Die DAANES baut eine demokratische, ökologische Wirtschaft auf, die sich auf Genossenschaften und lokale Selbstverwaltung stützt. Ciwan Şikrî beschreibt bisherige Erfolge und wirtschaftliche Auswirkungen des Modells anhand von Praxisbeispielen.

Ciwan Şikrî im Interview
 
MANSUR ADALI / HESEKÊ, 18. Juli 2025.

Seit dem Beginn der Rojava-Revolution, die am 19. Juli 2012 in Kobanê begann und sich später auf die gesamte Region Nord- und Ostsyrien ausbreitete, wird vor Ort versucht, ein unverwechselbares Wirtschaftsmodell zu etablieren, das auf demokratischem Konföderalismus und einer ökologischen Gesellschaft basiert.

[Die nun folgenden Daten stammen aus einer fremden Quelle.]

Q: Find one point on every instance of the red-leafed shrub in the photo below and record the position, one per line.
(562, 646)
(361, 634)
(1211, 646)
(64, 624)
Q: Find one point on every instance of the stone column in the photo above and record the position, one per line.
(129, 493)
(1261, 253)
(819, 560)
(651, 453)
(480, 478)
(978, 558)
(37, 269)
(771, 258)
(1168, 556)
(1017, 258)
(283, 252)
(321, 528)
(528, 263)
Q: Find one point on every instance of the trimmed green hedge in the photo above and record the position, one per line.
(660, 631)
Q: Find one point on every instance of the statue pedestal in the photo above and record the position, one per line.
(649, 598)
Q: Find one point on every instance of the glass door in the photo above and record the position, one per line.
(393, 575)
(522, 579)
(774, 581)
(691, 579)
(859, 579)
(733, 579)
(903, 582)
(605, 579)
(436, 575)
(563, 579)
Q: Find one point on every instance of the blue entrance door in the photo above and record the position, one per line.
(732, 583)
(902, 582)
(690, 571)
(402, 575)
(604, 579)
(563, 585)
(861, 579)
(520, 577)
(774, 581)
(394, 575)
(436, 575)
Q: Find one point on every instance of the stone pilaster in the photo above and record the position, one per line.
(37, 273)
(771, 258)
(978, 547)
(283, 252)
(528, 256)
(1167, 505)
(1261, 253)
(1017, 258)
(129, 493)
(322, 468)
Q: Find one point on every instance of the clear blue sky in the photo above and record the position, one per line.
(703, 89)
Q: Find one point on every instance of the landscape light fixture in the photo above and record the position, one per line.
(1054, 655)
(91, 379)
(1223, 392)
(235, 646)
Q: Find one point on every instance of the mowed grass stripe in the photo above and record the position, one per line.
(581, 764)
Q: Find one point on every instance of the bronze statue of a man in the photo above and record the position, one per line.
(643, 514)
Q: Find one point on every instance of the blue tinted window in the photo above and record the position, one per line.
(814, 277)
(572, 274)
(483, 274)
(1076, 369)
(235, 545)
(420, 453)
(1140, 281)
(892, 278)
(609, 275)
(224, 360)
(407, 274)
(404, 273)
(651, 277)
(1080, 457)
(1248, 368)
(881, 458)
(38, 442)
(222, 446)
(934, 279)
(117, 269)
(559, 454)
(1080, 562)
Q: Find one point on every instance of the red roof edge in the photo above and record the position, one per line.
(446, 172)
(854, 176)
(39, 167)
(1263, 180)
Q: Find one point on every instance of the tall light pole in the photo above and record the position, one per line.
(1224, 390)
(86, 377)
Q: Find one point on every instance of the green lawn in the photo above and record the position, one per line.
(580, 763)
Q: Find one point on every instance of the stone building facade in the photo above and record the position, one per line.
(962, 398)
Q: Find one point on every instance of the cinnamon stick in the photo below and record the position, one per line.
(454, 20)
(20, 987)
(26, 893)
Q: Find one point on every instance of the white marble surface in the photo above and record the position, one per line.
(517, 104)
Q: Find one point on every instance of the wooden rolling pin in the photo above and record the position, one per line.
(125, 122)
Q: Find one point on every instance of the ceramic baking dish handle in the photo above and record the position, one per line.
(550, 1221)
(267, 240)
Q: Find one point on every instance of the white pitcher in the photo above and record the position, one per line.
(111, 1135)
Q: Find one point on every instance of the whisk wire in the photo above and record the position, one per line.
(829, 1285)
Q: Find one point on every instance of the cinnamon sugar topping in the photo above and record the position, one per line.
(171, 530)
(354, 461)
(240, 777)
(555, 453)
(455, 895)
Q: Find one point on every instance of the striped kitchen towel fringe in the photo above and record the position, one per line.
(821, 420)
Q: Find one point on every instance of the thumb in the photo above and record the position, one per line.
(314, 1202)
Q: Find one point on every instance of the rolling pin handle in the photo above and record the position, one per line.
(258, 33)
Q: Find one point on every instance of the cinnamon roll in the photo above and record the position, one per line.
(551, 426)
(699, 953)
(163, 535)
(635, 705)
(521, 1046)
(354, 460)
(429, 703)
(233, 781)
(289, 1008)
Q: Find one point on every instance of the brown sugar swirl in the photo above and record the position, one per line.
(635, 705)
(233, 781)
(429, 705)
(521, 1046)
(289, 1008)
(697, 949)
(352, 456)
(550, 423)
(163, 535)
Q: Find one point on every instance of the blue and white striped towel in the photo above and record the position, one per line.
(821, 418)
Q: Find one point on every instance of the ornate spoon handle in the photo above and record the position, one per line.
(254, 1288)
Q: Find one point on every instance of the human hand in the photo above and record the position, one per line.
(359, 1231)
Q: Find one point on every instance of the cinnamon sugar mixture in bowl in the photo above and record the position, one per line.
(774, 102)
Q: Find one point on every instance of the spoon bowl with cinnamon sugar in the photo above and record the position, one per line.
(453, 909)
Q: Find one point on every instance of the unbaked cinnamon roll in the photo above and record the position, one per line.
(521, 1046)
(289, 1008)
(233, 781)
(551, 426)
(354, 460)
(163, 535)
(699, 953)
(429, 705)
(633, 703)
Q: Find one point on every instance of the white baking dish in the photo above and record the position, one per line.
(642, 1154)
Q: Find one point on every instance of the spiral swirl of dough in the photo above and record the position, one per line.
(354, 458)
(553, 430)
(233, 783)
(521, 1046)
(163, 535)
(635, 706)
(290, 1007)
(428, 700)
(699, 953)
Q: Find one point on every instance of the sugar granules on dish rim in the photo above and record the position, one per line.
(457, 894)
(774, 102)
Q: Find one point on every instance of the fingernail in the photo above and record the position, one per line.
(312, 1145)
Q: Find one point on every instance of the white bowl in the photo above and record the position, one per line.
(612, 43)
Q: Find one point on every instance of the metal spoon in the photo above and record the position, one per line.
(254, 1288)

Dieses Wirtschaftssystem ist durch Genossenschaften organisiert und fußt auf lokaler Selbstverwaltung. Es zielt auf Harmonie mit der Natur ab und strebt danach, die Bedürfnisse der Bevölkerung der Region zu erfüllen und ihre soziale Solidarität zu stärken. Diesen Herausforderungen stellen sich die Menschen trotz Krieg, Embargo und anhaltender Instabilität.

Im dritten Teil unseres Berichts reflektiert Ciwan Şikrî, Ko-Vorsitzender des Genossenschaftsausschusses der Autonomen Verwaltung Nord- und Ostsyriens, über das auf Landwirtschaft und Viehzucht basierende Genossenschaftsmodell der Region und dessen Beitrag zur kommunalen Wirtschaft.


Die Rolle von Genossenschaften in der kommunalen Wirtschaft

Welche Produkte kann die Autonomieverwaltung Nord- und Ostsyriens selbstständig produzieren, ohne von externen Quellen abhängig zu sein?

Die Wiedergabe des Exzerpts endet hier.